These plots are used when analyzing two variables at a time, with four subcategories.

a. Numerical vs Numerical variables:

- Scatter plot: Displays individual data points as dots on a two-dimensional plane, allowing for the visualization of the relationship or correlation between two variables. Similar plots include line plots, regression plots and colour-coded heatmap.

sns.scatterplot(x=df.bmi, y=df.charges)
plt.title('Scatter Plot of Charges and BMI')
Scatter Plot of Charges and BMI
Scatter Plot of Charges and BMI

Observation: The scatter plot shows the relationship between BMI and charges. A general trend of positive correlation is apparent, suggesting that, on average, as BMI increases, charges tend to increase as well. However, it’s important to note that the correlation is not uniform for every data point.

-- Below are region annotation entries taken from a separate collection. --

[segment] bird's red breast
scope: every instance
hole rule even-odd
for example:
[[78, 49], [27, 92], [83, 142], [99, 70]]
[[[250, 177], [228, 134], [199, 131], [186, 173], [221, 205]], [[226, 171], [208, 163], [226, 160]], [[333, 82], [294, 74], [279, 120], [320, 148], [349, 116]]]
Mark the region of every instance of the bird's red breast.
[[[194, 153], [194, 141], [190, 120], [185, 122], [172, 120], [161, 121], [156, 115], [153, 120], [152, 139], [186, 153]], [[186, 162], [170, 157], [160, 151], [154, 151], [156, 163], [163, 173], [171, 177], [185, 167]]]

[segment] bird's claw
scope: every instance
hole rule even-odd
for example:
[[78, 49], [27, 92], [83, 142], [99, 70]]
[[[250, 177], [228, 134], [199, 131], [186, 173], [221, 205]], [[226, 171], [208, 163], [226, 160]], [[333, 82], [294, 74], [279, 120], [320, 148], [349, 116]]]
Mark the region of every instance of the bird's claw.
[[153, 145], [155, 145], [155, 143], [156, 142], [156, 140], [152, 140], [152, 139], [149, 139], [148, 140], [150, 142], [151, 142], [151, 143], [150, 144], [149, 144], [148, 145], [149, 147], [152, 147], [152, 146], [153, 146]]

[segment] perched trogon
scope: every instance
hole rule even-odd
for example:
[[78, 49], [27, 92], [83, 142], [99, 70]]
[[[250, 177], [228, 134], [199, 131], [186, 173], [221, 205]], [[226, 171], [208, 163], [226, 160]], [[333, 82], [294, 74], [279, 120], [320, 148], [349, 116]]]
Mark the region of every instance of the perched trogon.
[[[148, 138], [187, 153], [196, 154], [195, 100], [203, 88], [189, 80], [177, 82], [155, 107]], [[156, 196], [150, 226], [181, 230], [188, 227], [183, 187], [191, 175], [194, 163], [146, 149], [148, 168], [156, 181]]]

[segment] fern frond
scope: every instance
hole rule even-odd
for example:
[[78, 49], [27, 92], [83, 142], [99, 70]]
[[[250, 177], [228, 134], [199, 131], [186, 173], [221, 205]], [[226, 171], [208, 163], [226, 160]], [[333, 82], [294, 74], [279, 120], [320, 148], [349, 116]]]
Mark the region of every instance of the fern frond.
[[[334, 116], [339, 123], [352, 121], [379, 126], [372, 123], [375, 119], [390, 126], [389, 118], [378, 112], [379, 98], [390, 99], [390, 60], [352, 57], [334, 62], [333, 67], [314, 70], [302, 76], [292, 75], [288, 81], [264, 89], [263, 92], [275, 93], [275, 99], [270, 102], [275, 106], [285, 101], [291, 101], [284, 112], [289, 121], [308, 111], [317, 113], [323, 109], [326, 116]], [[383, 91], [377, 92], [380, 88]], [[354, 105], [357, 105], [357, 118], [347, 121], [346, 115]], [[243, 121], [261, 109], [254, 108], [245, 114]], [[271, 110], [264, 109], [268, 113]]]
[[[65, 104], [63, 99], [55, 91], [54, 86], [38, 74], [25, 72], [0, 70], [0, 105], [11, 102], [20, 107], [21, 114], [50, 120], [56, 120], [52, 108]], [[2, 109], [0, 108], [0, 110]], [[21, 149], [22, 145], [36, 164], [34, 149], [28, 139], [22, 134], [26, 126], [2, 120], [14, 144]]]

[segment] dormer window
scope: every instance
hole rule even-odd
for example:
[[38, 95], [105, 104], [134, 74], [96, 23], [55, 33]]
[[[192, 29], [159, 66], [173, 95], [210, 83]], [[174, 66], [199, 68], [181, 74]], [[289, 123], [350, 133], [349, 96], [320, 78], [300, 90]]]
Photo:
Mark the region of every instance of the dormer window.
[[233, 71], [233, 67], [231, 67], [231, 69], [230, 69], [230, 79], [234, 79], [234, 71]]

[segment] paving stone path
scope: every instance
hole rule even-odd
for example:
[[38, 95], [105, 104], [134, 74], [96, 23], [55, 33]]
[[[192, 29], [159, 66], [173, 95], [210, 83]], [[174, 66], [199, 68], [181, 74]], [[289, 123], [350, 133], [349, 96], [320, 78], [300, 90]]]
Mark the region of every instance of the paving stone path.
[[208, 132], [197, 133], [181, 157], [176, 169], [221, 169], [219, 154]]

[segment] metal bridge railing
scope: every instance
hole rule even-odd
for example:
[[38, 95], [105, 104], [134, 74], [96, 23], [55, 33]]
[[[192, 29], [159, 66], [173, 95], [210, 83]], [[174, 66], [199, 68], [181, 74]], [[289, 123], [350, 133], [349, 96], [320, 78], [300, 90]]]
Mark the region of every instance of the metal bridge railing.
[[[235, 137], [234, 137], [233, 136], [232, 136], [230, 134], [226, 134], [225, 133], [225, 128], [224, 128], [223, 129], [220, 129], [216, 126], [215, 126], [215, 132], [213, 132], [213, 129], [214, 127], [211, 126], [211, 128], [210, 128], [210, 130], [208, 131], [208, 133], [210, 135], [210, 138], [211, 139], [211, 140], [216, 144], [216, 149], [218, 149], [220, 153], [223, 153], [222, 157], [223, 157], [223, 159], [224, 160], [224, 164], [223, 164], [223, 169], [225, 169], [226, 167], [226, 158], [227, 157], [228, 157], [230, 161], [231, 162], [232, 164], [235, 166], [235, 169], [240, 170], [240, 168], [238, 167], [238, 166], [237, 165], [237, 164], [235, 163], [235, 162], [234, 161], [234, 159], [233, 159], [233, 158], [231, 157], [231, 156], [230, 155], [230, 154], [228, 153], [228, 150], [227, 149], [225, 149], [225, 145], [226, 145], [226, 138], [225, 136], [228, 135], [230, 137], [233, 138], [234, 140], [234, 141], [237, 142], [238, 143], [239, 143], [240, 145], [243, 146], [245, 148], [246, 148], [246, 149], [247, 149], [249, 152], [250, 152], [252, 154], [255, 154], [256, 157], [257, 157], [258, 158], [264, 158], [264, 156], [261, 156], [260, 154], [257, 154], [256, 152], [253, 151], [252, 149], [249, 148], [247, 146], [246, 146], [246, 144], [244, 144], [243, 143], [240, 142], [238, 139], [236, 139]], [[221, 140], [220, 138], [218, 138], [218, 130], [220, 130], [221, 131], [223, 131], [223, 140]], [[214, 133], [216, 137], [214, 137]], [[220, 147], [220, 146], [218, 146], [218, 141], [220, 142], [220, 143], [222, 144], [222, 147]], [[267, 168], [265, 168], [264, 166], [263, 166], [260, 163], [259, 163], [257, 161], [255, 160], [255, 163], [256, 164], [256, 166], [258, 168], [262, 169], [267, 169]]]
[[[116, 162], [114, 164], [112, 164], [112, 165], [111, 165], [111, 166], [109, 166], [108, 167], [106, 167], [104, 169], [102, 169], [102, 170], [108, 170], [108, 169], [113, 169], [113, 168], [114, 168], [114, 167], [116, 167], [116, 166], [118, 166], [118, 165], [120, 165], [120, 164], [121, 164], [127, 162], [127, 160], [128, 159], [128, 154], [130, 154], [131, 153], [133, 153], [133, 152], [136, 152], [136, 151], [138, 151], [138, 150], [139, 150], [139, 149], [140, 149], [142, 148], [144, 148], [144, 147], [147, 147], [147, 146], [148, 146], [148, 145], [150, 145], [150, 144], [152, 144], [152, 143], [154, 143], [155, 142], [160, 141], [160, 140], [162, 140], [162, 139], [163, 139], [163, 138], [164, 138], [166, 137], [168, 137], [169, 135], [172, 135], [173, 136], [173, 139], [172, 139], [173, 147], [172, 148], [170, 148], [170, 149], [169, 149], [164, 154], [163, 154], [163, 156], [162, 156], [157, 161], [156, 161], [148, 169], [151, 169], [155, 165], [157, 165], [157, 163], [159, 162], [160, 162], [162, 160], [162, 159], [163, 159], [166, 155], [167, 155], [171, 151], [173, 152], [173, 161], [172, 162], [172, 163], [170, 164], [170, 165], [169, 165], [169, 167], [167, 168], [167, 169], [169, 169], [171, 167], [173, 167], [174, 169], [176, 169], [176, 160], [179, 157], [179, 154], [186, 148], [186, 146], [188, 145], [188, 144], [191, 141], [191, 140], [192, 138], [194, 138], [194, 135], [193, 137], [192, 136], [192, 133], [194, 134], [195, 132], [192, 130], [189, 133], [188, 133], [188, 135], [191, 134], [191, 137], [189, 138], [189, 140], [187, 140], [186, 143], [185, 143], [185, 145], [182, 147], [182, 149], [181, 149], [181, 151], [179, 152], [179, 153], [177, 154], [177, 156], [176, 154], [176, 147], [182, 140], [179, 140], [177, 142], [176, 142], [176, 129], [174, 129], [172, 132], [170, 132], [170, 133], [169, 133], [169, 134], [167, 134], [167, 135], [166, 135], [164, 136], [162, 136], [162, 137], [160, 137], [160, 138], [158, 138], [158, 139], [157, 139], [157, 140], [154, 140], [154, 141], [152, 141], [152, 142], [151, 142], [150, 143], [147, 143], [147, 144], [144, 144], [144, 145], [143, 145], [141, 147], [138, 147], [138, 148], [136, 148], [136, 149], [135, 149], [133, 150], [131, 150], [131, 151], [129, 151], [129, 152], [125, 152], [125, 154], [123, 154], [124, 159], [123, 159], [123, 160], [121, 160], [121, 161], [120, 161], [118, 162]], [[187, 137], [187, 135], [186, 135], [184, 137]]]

b. Numerical vs Categorical variables:

- Boxplot: Shows the distribution of quantitative data, facilitating comparisons between variables or across levels of a categorical variable.

sns.boxplot(x=df.sex, y=df.bmi)
plt.title('Boxplot Showing BMI Distribution by Gender')
Boxplot Showing BMI Distribution by Gender
Boxplot Showing BMI Distribution by Gender

Observation: The boxplots for both male and female charges reveal interesting insights. While the median values for both genders are close, suggesting a similar central tendency, notable differences are observed in the spread of the data. The interquartile range (IQR) for males appears wider, indicating a greater variability in charges among males compared to females. The larger upper whisker for males reinforces this, suggesting that the upper range of charges for males extends further than that of females.
Additionally, both boxplots exhibit a few data points above the upper whisker, indicating potential outliers in both male and female charges. These outliers suggest the presence of extreme values that deviate from the general trend within each gender.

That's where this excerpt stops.